In de afgelopen decennia hebben Leidse geleerden deze ontwikkelingen bestudeerd. In dit symposium zal een aantal van hen verslag doen van de resultaten van hun onderzoek op enkele van deze gebieden: beeldende kunst eerst, poëzie laatst, en tussenin de Jezuïeten en hun Vocabulario, en het einde van het bewind van de Shogun.
De sprekers zijn mijn collegae geweest of zijn bij mij gepromoveerd. Ik dank hen voor de bereidwilligheid waarmee zij aan dit evenement hun medewerking hebben willen verlenen.
W.J. Boot

Programma
13:30 – 14:00 ontvangst
14:00 – 15:30 eerste reeks lezingen
15:30 – 15:45 pauze
15:45 – 17:15 tweede reeks lezingen
17:15 – 18:30 borrel

* Het symposium en de borrel na afloop zijn toegankelijk voor leden en niet-leden
* Deelname aan het symposium, koffie/thee en het eerste drankje tijdens de borrel zijn gratis.
* Aanmelding verplicht: klik hier

Lezingen

Moderator: Prof. Dr Wim Boot

Lezingen:
– (14:00) Prof Dr Willem van Gulik: ‘Koning, Keizer, Admiraal…’
Toelichting: Een speurtocht achter de schermen van prestatie en contra-prestatie in de Nederlands-Japanse betrekkingen tijdens de late Edo periode. “Ook hiermee denk ik iets nieuws te kunnen vertellen, zonder nader uitleg in een synopsis omwille van de verrassing en om de nieuwsgierigheid te prikkelen.”

– (14:30) Prof. Dr Matthi Forrer: “De Bloei van de Etskunst in Japan dankzij Nederlandse Bronnen.”
Synopsis: Het is ontegenzeglijk een mijlpaal wanneer de overtuigde Hollandoloog Shiba Kōkan (1747-1818) in de negende maand van 1783 volgens de aanwijzingen van Egbert Buys in zijn Nieuw en volkomen woordenboek van konsten en weetenschappen, bevattende alle de takken der nuttige kennis (10 Vols., Amsterdam: S.J. Baalde, 1769-1778) de eerste Japanse ets vervaardigt – een afbeelding van de Mimeguri schrijn in Edo.
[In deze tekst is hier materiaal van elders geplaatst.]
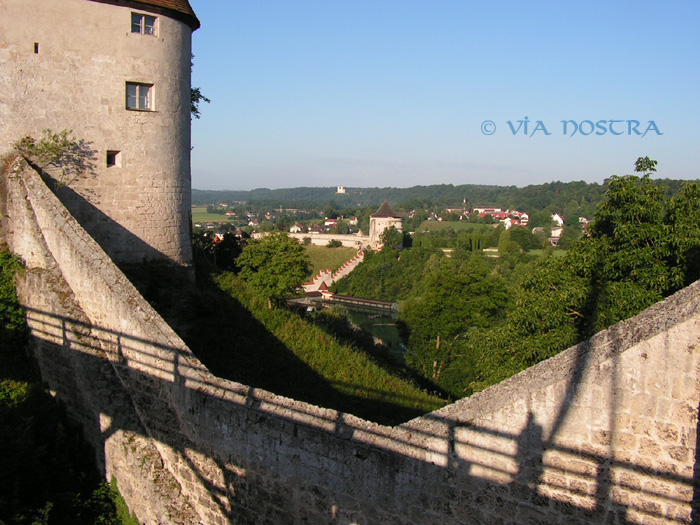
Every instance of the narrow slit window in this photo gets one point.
(113, 159)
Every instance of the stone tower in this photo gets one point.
(384, 218)
(116, 73)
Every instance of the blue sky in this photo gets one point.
(383, 93)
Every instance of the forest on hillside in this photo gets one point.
(558, 197)
(470, 320)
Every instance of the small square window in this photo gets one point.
(114, 159)
(139, 96)
(143, 24)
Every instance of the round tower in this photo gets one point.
(116, 73)
(382, 219)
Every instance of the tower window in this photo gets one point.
(139, 96)
(113, 159)
(143, 24)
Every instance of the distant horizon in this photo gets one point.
(519, 186)
(387, 93)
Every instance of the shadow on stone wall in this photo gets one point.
(122, 245)
(262, 458)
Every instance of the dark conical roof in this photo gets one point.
(177, 9)
(384, 211)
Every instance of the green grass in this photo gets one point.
(323, 258)
(280, 351)
(457, 226)
(200, 215)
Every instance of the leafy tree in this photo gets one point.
(391, 239)
(274, 265)
(641, 247)
(58, 153)
(455, 298)
(196, 96)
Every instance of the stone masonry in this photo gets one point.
(605, 432)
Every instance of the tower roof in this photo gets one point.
(178, 9)
(385, 211)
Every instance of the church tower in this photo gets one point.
(117, 74)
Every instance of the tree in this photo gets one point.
(196, 96)
(454, 299)
(274, 265)
(391, 239)
(63, 157)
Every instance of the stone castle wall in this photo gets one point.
(65, 65)
(605, 432)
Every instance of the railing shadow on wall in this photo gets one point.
(527, 470)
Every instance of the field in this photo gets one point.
(323, 258)
(200, 215)
(458, 226)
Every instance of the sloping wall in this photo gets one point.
(605, 432)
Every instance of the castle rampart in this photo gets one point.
(74, 64)
(605, 432)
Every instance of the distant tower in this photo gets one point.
(380, 220)
(116, 73)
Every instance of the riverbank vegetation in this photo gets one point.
(471, 320)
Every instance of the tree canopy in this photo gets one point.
(275, 265)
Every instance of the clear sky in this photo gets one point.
(379, 93)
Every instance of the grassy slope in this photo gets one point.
(323, 257)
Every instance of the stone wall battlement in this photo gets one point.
(605, 432)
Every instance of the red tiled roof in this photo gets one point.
(178, 9)
(385, 211)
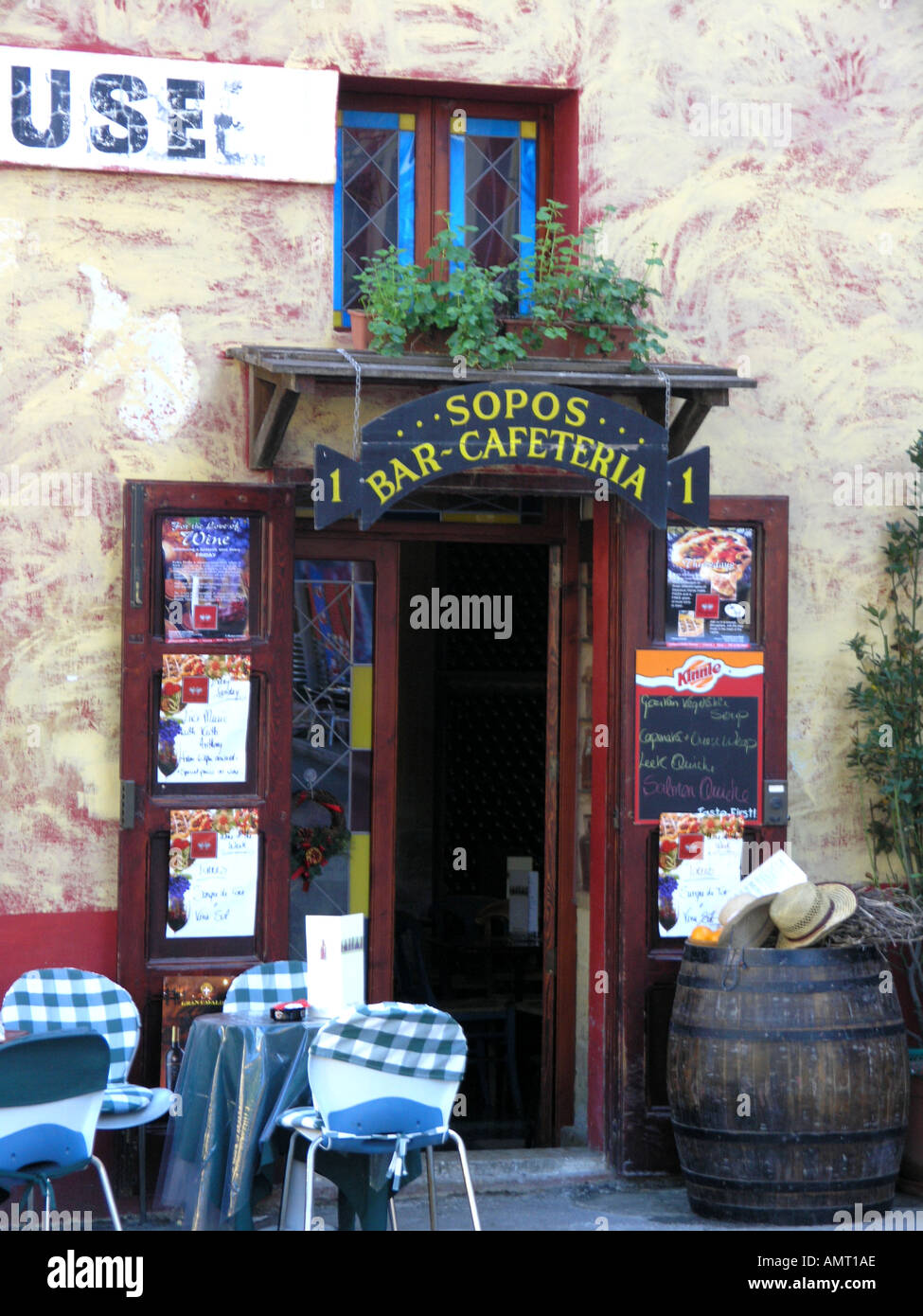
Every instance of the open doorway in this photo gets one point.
(470, 812)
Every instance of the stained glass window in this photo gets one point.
(492, 185)
(374, 195)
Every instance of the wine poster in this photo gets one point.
(185, 998)
(204, 711)
(205, 577)
(698, 869)
(214, 869)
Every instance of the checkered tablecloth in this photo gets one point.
(397, 1039)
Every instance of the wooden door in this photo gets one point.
(630, 999)
(262, 636)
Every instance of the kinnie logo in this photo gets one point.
(462, 613)
(73, 1272)
(700, 674)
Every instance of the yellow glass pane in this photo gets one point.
(360, 707)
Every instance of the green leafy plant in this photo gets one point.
(572, 284)
(393, 293)
(888, 746)
(468, 299)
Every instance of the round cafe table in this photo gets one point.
(239, 1074)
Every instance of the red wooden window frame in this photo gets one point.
(142, 957)
(556, 120)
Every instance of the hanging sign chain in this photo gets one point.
(666, 382)
(357, 441)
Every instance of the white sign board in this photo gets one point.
(74, 110)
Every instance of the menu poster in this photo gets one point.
(698, 870)
(708, 586)
(698, 718)
(214, 863)
(205, 577)
(204, 711)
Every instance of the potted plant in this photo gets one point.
(391, 302)
(465, 302)
(579, 302)
(888, 753)
(452, 306)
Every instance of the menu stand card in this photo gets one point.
(334, 951)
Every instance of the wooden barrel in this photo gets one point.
(788, 1076)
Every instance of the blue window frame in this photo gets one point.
(387, 182)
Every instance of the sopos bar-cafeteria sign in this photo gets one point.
(73, 110)
(511, 424)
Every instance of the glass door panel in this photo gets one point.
(332, 720)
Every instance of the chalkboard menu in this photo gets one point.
(698, 724)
Maar al spoedig zien we meer en andere talenten, zoals Aōdō Denzen (1747/48-1822), die de bescherming van Matsudaira Sadanobu geniet, en leerlingen van Hokusai zoals Maki Bokusen (1736-1824), Yasuda Raishū Sadakichi (act 1820s-50s), en Takai Kōzan (1806-1883). Alles leuk en aardig, maar in de latere jaren van de Edo-tijd zijn het, in Kyoto, Inoe Kyūkō (act 1818-54) en Matsuda Rokuzan (1837-1903) en, in Osaka, Matsumoto Yasuoki (1786-1867) en Okada Shuntōsai (act 1844-1861) die etsen van talloze beroemde plaatsen tot een grote en succesvolle industrie weten te maken en daarmee ook zeker op de vraag van een opkomend toerisme wisten in te spelen.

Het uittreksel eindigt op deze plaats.